Friday, June 4, 2010

ACLs to mitigate spoofed IP addresses

ACL (COMMON) ENTREE FORMULA:
Permit/Deny [protocol] [sourceIP] [InvertedSourceMask] [DestinationIP] [InvertedDestMask] eq [optionalPort#]




Ok, here is a subject that I have been going back and forth on in a forum. First we will use some logic.
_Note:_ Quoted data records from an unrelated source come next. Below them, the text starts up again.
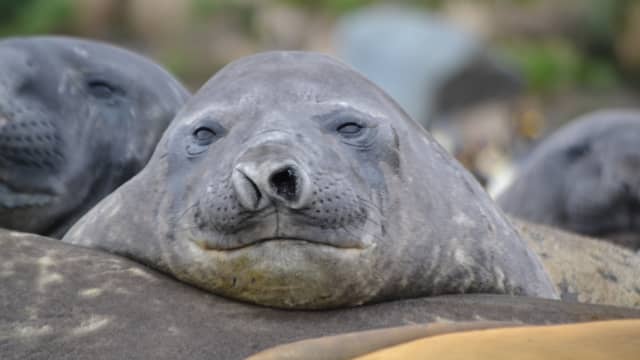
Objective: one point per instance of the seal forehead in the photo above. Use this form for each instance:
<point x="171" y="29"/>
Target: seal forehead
<point x="277" y="78"/>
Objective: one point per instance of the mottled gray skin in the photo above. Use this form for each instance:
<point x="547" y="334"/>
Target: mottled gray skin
<point x="584" y="178"/>
<point x="59" y="301"/>
<point x="77" y="119"/>
<point x="585" y="269"/>
<point x="291" y="181"/>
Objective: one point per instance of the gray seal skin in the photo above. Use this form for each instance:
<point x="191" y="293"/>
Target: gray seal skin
<point x="77" y="119"/>
<point x="585" y="178"/>
<point x="584" y="269"/>
<point x="289" y="180"/>
<point x="59" y="301"/>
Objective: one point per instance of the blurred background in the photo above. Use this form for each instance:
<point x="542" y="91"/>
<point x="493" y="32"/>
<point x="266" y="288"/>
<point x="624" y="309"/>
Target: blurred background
<point x="489" y="78"/>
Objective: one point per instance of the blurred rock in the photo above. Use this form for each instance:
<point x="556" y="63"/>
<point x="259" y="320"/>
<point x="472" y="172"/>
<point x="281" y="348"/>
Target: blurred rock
<point x="442" y="75"/>
<point x="412" y="54"/>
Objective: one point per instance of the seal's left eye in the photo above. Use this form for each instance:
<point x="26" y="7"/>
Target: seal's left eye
<point x="349" y="129"/>
<point x="101" y="89"/>
<point x="204" y="134"/>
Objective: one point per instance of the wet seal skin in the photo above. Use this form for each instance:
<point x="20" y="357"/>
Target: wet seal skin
<point x="61" y="301"/>
<point x="585" y="178"/>
<point x="77" y="119"/>
<point x="289" y="180"/>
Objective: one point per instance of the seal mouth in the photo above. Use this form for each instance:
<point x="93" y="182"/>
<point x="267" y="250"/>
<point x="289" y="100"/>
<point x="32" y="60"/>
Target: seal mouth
<point x="282" y="239"/>
<point x="12" y="199"/>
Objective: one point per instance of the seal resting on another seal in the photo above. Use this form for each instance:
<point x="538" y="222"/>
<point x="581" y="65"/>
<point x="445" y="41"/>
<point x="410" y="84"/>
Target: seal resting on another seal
<point x="584" y="178"/>
<point x="289" y="180"/>
<point x="77" y="119"/>
<point x="62" y="301"/>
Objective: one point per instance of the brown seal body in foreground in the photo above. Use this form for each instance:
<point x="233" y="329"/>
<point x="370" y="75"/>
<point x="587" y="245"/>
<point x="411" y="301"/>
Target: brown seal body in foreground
<point x="64" y="301"/>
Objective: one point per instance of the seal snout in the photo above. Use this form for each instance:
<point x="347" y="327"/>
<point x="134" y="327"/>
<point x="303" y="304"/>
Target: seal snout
<point x="258" y="185"/>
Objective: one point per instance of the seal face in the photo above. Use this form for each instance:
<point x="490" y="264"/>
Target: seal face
<point x="585" y="178"/>
<point x="289" y="180"/>
<point x="77" y="119"/>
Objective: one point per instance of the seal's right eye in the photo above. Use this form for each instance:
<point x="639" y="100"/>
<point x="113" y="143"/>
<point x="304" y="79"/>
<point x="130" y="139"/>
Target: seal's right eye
<point x="204" y="134"/>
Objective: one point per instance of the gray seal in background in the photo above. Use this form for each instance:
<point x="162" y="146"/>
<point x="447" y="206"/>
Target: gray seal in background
<point x="77" y="119"/>
<point x="584" y="178"/>
<point x="289" y="180"/>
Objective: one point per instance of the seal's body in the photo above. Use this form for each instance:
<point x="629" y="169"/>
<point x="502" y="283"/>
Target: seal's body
<point x="585" y="178"/>
<point x="291" y="181"/>
<point x="77" y="119"/>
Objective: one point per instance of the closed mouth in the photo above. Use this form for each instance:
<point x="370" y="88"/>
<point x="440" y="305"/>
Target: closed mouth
<point x="207" y="246"/>
<point x="11" y="199"/>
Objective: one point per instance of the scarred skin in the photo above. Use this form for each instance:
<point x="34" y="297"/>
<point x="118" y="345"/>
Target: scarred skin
<point x="585" y="178"/>
<point x="291" y="181"/>
<point x="77" y="119"/>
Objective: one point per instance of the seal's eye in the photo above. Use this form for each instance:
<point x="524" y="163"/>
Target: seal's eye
<point x="101" y="89"/>
<point x="204" y="135"/>
<point x="577" y="151"/>
<point x="349" y="128"/>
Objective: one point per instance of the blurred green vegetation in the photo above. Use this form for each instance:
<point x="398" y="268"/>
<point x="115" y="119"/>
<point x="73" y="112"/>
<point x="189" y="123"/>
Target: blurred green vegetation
<point x="34" y="16"/>
<point x="551" y="66"/>
<point x="585" y="60"/>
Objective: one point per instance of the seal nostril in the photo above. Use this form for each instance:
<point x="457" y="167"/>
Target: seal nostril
<point x="285" y="183"/>
<point x="256" y="190"/>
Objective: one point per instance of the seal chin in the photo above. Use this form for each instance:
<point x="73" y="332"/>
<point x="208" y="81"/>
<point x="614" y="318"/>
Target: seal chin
<point x="281" y="240"/>
<point x="11" y="199"/>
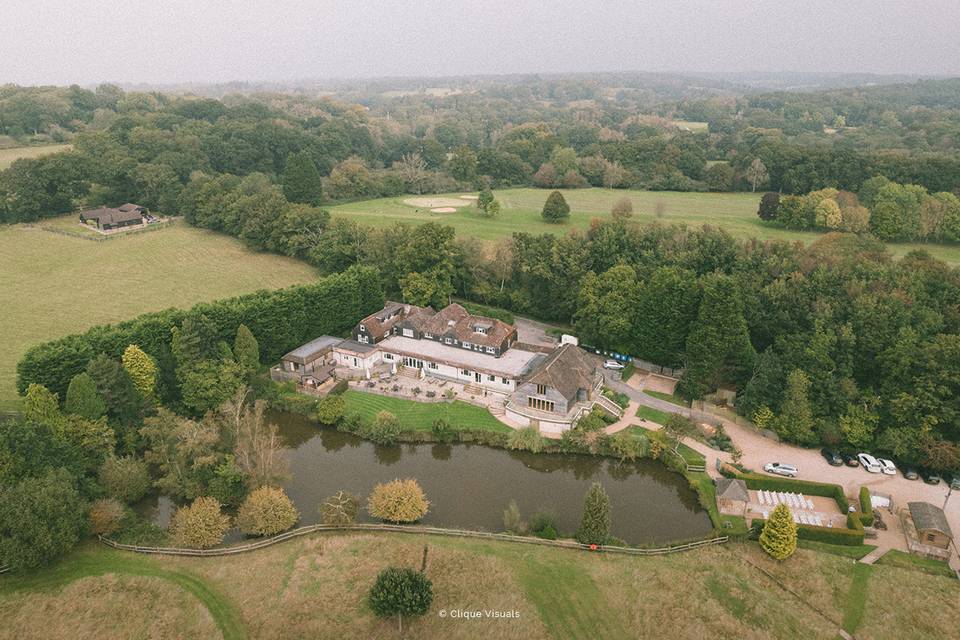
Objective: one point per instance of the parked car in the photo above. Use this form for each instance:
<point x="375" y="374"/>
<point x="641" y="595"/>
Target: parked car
<point x="850" y="459"/>
<point x="869" y="463"/>
<point x="832" y="457"/>
<point x="888" y="467"/>
<point x="781" y="469"/>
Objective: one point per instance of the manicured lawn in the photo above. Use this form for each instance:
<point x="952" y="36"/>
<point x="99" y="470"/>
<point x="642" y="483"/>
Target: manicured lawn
<point x="419" y="416"/>
<point x="8" y="156"/>
<point x="667" y="397"/>
<point x="315" y="587"/>
<point x="904" y="560"/>
<point x="54" y="285"/>
<point x="735" y="212"/>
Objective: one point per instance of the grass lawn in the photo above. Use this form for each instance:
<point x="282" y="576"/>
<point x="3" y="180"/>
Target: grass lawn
<point x="8" y="156"/>
<point x="904" y="560"/>
<point x="735" y="212"/>
<point x="315" y="586"/>
<point x="54" y="285"/>
<point x="667" y="397"/>
<point x="419" y="416"/>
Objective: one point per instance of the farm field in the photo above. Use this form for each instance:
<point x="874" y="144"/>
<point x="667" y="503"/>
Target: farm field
<point x="7" y="156"/>
<point x="54" y="285"/>
<point x="315" y="586"/>
<point x="735" y="212"/>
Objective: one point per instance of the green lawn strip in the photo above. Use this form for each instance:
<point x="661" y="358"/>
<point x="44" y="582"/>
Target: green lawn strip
<point x="93" y="560"/>
<point x="904" y="560"/>
<point x="667" y="397"/>
<point x="856" y="601"/>
<point x="419" y="416"/>
<point x="855" y="553"/>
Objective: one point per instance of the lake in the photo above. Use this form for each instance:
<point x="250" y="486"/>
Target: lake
<point x="469" y="486"/>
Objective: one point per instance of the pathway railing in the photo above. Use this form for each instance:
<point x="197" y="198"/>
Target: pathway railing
<point x="415" y="529"/>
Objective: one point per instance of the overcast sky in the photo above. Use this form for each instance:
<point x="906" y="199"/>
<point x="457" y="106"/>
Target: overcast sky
<point x="167" y="41"/>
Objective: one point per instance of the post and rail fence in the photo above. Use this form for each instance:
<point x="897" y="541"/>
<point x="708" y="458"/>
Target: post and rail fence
<point x="505" y="537"/>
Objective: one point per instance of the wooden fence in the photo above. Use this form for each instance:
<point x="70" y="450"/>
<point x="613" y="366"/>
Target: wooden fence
<point x="505" y="537"/>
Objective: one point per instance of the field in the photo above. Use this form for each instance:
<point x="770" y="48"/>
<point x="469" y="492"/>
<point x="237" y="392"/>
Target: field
<point x="54" y="285"/>
<point x="314" y="587"/>
<point x="735" y="212"/>
<point x="7" y="156"/>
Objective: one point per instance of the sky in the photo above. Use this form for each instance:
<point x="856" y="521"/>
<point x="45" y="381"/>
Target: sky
<point x="174" y="41"/>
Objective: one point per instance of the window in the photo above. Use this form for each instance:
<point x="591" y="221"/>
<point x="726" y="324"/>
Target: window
<point x="539" y="405"/>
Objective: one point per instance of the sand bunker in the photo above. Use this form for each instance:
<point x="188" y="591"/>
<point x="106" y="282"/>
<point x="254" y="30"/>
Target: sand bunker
<point x="431" y="203"/>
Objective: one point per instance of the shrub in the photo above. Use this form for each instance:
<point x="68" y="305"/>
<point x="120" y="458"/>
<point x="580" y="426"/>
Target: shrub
<point x="340" y="509"/>
<point x="595" y="522"/>
<point x="331" y="409"/>
<point x="267" y="511"/>
<point x="400" y="592"/>
<point x="442" y="431"/>
<point x="512" y="520"/>
<point x="106" y="516"/>
<point x="385" y="428"/>
<point x="127" y="479"/>
<point x="398" y="501"/>
<point x="525" y="439"/>
<point x="779" y="536"/>
<point x="200" y="525"/>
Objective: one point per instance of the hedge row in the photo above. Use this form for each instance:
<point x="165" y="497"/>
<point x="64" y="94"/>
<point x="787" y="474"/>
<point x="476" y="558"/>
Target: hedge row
<point x="826" y="490"/>
<point x="281" y="320"/>
<point x="866" y="507"/>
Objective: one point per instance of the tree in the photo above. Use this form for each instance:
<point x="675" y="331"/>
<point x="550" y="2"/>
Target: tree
<point x="340" y="509"/>
<point x="266" y="511"/>
<point x="769" y="203"/>
<point x="398" y="501"/>
<point x="142" y="370"/>
<point x="41" y="518"/>
<point x="83" y="399"/>
<point x="301" y="180"/>
<point x="200" y="525"/>
<point x="127" y="479"/>
<point x="555" y="209"/>
<point x="246" y="350"/>
<point x="757" y="174"/>
<point x="400" y="592"/>
<point x="622" y="208"/>
<point x="779" y="535"/>
<point x="595" y="522"/>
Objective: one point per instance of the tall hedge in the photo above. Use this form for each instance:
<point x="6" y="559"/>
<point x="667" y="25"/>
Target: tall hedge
<point x="281" y="320"/>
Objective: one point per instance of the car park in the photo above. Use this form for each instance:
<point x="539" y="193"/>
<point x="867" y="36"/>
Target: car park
<point x="869" y="463"/>
<point x="887" y="466"/>
<point x="781" y="469"/>
<point x="832" y="457"/>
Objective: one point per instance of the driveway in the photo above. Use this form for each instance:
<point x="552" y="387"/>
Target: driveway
<point x="758" y="450"/>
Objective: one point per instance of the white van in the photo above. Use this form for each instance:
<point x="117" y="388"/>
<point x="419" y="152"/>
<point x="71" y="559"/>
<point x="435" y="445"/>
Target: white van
<point x="870" y="463"/>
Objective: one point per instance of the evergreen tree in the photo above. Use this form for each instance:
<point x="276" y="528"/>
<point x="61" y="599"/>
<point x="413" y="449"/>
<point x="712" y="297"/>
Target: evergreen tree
<point x="595" y="522"/>
<point x="555" y="209"/>
<point x="718" y="347"/>
<point x="301" y="180"/>
<point x="400" y="592"/>
<point x="142" y="369"/>
<point x="246" y="350"/>
<point x="779" y="535"/>
<point x="83" y="399"/>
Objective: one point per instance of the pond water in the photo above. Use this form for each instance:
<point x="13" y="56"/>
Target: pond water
<point x="469" y="486"/>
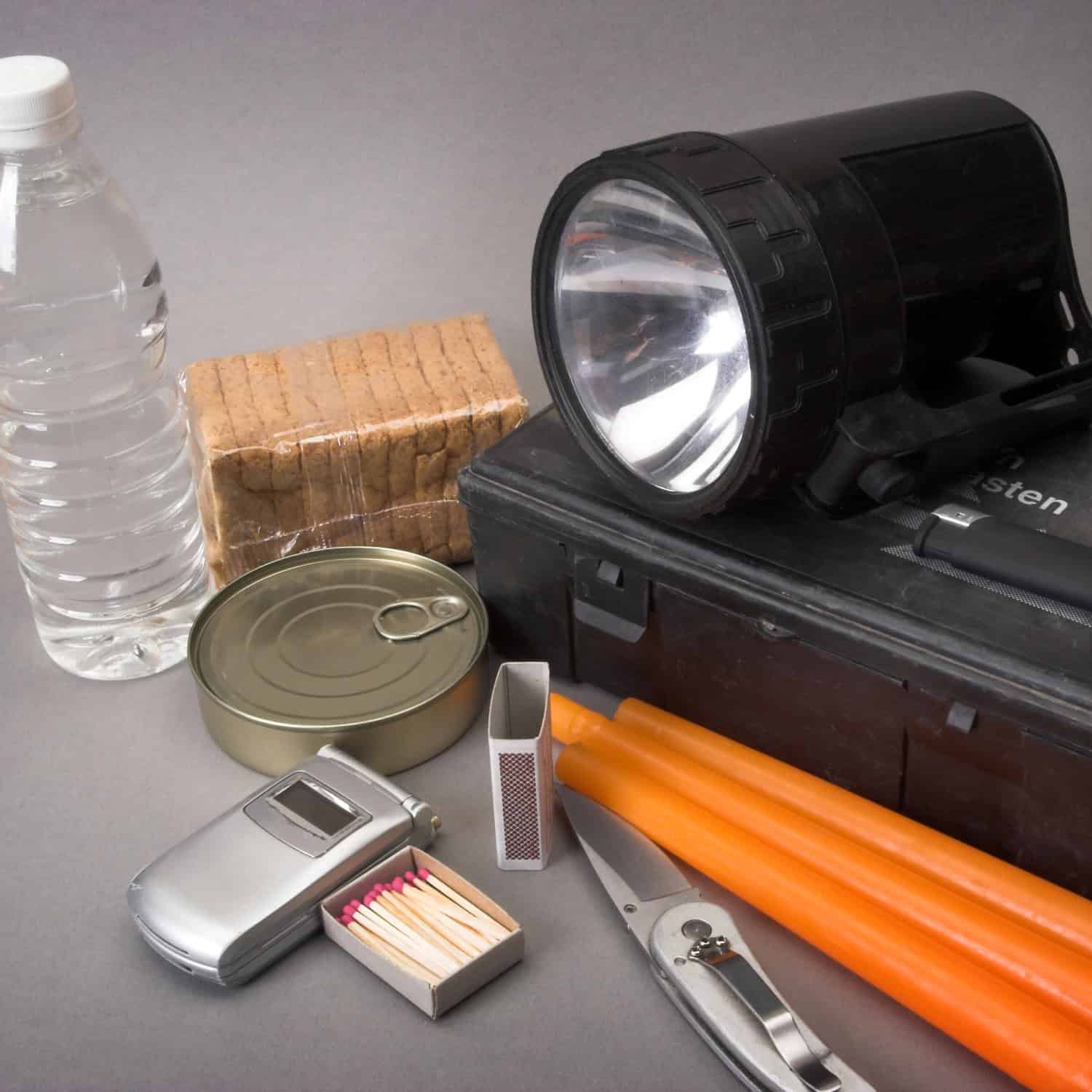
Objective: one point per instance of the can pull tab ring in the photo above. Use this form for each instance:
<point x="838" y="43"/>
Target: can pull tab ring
<point x="435" y="613"/>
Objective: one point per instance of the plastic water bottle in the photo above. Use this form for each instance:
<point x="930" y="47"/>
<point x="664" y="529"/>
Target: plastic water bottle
<point x="93" y="456"/>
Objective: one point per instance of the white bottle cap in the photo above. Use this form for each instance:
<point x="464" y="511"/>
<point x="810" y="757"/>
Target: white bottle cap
<point x="37" y="103"/>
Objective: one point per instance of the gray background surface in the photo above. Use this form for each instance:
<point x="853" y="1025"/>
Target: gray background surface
<point x="309" y="168"/>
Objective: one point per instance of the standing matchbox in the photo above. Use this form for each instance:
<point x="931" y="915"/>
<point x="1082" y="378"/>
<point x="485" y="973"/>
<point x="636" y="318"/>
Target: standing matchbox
<point x="432" y="1000"/>
<point x="521" y="766"/>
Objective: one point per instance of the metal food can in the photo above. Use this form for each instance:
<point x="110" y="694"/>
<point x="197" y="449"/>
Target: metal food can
<point x="378" y="651"/>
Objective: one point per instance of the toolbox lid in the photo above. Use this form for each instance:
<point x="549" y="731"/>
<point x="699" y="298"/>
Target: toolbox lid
<point x="852" y="587"/>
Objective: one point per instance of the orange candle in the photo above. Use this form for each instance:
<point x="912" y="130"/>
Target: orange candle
<point x="1031" y="1042"/>
<point x="1050" y="971"/>
<point x="1006" y="889"/>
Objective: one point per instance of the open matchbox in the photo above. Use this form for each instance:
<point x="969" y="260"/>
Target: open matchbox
<point x="432" y="1000"/>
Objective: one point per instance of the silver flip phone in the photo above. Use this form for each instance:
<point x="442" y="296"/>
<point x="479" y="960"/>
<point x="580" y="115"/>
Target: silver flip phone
<point x="242" y="891"/>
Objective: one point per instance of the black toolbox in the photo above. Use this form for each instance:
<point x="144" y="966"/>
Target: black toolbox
<point x="962" y="703"/>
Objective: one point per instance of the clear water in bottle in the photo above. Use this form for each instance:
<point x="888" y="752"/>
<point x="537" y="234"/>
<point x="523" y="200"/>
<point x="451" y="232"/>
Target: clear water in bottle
<point x="93" y="454"/>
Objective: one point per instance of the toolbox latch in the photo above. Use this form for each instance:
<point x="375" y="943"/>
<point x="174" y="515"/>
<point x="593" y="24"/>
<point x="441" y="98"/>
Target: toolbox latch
<point x="609" y="598"/>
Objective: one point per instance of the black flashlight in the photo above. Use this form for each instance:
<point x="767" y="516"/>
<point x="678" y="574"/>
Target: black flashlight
<point x="858" y="305"/>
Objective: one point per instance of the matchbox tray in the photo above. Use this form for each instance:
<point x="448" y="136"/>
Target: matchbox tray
<point x="432" y="1000"/>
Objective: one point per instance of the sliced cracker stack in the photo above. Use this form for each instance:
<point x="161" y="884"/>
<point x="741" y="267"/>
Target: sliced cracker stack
<point x="349" y="440"/>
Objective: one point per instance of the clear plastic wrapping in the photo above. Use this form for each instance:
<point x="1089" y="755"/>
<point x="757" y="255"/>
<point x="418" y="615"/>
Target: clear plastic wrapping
<point x="349" y="440"/>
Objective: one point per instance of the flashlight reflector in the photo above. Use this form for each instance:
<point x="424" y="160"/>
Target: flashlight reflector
<point x="652" y="336"/>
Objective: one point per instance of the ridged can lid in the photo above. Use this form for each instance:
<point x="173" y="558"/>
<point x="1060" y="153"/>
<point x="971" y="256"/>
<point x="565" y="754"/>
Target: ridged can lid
<point x="338" y="639"/>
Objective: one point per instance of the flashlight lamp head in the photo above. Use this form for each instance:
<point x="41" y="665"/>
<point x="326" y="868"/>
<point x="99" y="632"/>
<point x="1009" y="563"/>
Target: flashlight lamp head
<point x="854" y="305"/>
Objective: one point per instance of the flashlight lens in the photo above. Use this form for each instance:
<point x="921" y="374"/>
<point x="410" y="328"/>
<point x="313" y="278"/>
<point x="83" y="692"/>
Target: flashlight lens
<point x="652" y="336"/>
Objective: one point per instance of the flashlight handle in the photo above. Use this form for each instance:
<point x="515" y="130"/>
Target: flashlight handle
<point x="1018" y="556"/>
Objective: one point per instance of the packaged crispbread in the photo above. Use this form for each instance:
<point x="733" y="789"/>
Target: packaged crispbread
<point x="349" y="440"/>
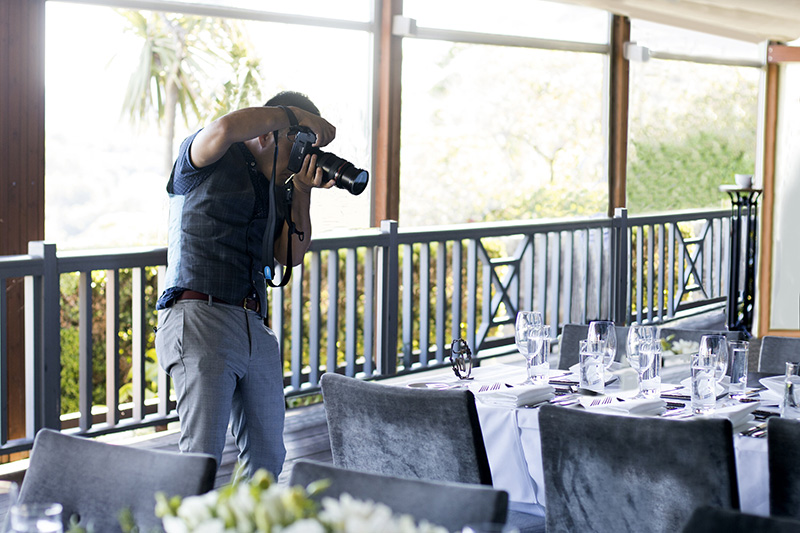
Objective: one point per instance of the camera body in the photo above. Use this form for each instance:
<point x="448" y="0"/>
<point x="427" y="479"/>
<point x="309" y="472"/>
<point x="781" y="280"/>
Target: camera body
<point x="344" y="173"/>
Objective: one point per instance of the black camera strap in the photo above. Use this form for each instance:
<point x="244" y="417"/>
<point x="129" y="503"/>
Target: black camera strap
<point x="285" y="192"/>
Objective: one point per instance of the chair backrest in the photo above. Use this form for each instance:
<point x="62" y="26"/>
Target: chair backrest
<point x="573" y="334"/>
<point x="783" y="443"/>
<point x="775" y="352"/>
<point x="708" y="519"/>
<point x="447" y="504"/>
<point x="622" y="473"/>
<point x="95" y="481"/>
<point x="405" y="432"/>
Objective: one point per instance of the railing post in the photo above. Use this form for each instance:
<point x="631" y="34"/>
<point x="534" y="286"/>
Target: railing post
<point x="43" y="343"/>
<point x="619" y="266"/>
<point x="387" y="300"/>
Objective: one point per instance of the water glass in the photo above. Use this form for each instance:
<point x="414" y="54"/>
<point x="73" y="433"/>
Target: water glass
<point x="604" y="331"/>
<point x="716" y="346"/>
<point x="36" y="518"/>
<point x="738" y="385"/>
<point x="790" y="408"/>
<point x="704" y="383"/>
<point x="538" y="365"/>
<point x="650" y="378"/>
<point x="592" y="366"/>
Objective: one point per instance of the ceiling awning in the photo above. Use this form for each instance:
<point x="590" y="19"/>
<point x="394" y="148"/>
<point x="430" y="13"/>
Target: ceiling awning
<point x="746" y="20"/>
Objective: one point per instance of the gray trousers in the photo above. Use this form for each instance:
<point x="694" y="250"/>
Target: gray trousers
<point x="226" y="367"/>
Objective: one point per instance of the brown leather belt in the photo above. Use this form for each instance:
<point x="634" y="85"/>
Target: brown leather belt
<point x="248" y="303"/>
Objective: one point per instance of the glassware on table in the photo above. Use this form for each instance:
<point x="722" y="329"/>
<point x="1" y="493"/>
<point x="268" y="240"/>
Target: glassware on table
<point x="461" y="358"/>
<point x="790" y="407"/>
<point x="704" y="383"/>
<point x="528" y="334"/>
<point x="592" y="367"/>
<point x="717" y="347"/>
<point x="538" y="352"/>
<point x="9" y="491"/>
<point x="738" y="351"/>
<point x="604" y="331"/>
<point x="644" y="356"/>
<point x="36" y="518"/>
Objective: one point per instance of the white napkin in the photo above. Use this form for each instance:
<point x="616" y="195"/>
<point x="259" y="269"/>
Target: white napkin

You have private IP addresses that are non routable on the internet (10.0.0.0 192.168.0.0 172.16.0.0 127.0.0.0 etc.), so we conclude that these addresses should never being entering the outside of your firewall.

Just looking at that angle, we can then put some deny statements on our OUTSIDE inbound interface (traffic from the internet) to deny them before we permit traffic to our web servers.

deny ip 10.0.0.0 0.255.255.255 any
deny ip 172.16.0.0 0.15.255.255 any
deny ip 192.168.0.0 0.0.255.255 any
permit tcp any [webserverIP] eq 80



Remembering that ACLs are read sequentially from the top, we have just denied anyone who tried to spoof their source IP as a private address from accessing our web server, and allowed everyone else on the internet in on port 80. We can rely on the implicit deny at the end to block all traffic to any other ports on our webserver.


Now what if there is a user inside your network trying to spoof IP addresses. I would suggest having ACLs on each of your routers. If building A has a subnet of 172.16.45.0/24, then you can apply an ACL such as the following to make sure ONLY addresses from inside that subnet are allowed out. (You need to allow it to any, unless you want to specify every website your users are allowed to visit... unlikely.)

permit ip 172.16.45.0 0.0.0.255 any

Unless of course you have a proxy server, then you can really tighten your ACL with:

permit tcp 172.16.45.0 0.0.0.255 [webProxyIP] 0.0.0.0 eq 8080

this allows ONLY your subnet (no other spoofed IPs) to access ONLY your proxy server ONLY on port 8080.


Basically, you just need to draw out your network, and write ACLs to make sure only those addresses that you have provided (DHCP or STATIC) are allowed to be used as source addresses. Also remember that private IP addresses should NEVER be entering your network from your ISP.